Connolly, who hails from Tipperary, started banging on drums at his grandmother’s house at the age of six. Growing up surrounded by a culture of musicians and singer-songwriters, Connolly was a member of some 20 bands before finding a home with Suddyn, when he was hired in 2005 after answering the band’s “want ad” in Hot Press, a bi-monthly music and politics magazine based in Dublin.
Between 2005 and 2009, Suddyn toured across Ireland and released its first EP, “Dark Lights,” which included the single “Gravity,” another hit in Ireland for the band.
Band manager Linda O’Connor – the invisible fourth member of Suddyn – was able to negotiate the right for the band to be the first to film a music video – for “Gravity” – inside the famed Guinness Storehouse’s Gravity Bar.
Shortly after, in 2009, band members felt it was time to spread their wings, and came home to Montauk to try and cultivate the same success they found in Ireland back home in the United States.
And it didn’t take long for the group to make inroads.
After a successful performance at Montauk’s Surf Lodge, the band was connected with Grammy Award-winning producer David Kahne, who has produced albums for Paul McCartney and The Strokes. Kahne brought the group to the celebrated Avatar Studios on the west side of Manhattan to record their second EP, “Before the City.”
Connolly said “Before the City,” which originally included three songs – “Brighter Star,” “In Flagrante Delicto,” and “Nothing Last Forever,” represented a new direction for the band, evolving from a mid-tempo sound to one that embraced “driving bass parts with a bit of dirt and grit to them.”
Last weekend, the band returned to New York to add a new song to the EP, “Naked Prophecy,” with a faster tempo that both Jarrett and Connolly are visibly excited to unveil, and which was also recorded with Kahne at Avatar Studios.
“We played like 30 shows since the song has been out there and people have started to latch onto it,” said Jarrett.
The shows he referred to were all been played in California, save one performance at the Independent Music Awards in Las Vegas in mid-May. Los Angeles, and in particular Hollywood, became the band’s new home in January when after more than a year living in Montauk, the group decided that moving west was their best shot at finding not only success, but also a musical community to become a part of.
“Alan will play the piano all day if he can,” said O’Connor. “And it is the same with Jarrett and Brendan. This is their life.”
O’Connor said moving the band to Los Angeles has allowed them to reach a broader audience with a plethora of clubs, colleges and other venues, the group often traveling outside the City of Angels to build on its fan base in smaller communities, anxious for quality live music.
“We really needed to get away, and it was a good move,” said Alan. “Our music wasn’t going to fit into the Brooklyn music scene.”
He added that Los Angeles is “the entertainment capital of the world,” and that as the music industry has shifted from one of record labels to one ruled by individuals with talent and solid marketing skills, getting airplay on the right television show or commercial can be all a band needs to break into the business in a big way, not having to compromise their sound in the process.
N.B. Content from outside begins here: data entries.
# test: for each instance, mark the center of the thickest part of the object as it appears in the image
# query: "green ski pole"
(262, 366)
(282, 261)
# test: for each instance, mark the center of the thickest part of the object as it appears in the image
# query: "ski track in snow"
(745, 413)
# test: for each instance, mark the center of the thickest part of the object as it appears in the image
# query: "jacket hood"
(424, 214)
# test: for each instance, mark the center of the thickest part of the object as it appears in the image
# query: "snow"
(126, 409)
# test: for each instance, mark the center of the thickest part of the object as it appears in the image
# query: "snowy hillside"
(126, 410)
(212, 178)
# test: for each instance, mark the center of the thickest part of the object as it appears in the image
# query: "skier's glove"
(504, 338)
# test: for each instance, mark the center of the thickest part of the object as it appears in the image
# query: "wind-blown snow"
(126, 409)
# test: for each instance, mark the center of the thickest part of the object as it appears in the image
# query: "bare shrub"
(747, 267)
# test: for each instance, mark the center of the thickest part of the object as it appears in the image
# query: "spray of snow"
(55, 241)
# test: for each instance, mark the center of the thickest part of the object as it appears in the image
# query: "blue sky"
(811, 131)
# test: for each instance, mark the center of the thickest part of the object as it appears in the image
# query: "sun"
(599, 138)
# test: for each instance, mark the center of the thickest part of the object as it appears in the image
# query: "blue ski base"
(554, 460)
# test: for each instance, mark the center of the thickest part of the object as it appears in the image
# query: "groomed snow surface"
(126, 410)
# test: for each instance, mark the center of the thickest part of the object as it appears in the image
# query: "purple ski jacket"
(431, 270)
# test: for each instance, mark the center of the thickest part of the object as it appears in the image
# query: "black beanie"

Collaborating with other artists, which is another goal for the band, is something they also look forward to, and an ambition that may be furthered through their involvement in the MTK: Music to Know Festival, which will feature renowned artists like Bright Eyes, Vampire Weekend, Fitz and the Tantrums and Cold War Kids.
“We are hoping it can open some doors,” said Alan.
However, fitting into a mold is not what Suddyn strives to do musically.
“I think the most successful bands in the world create their own sound,” said Connolly. “You are going to have your influences growing up, but we have our own sound.”
“You have to try and look at every gig and concert the same way,” he added. “For me, unlike Alan and Jarrett, the festival is not like coming home, although I do see this place as a second home. It’s just another gig, but it will be great to be coming back here to play it.”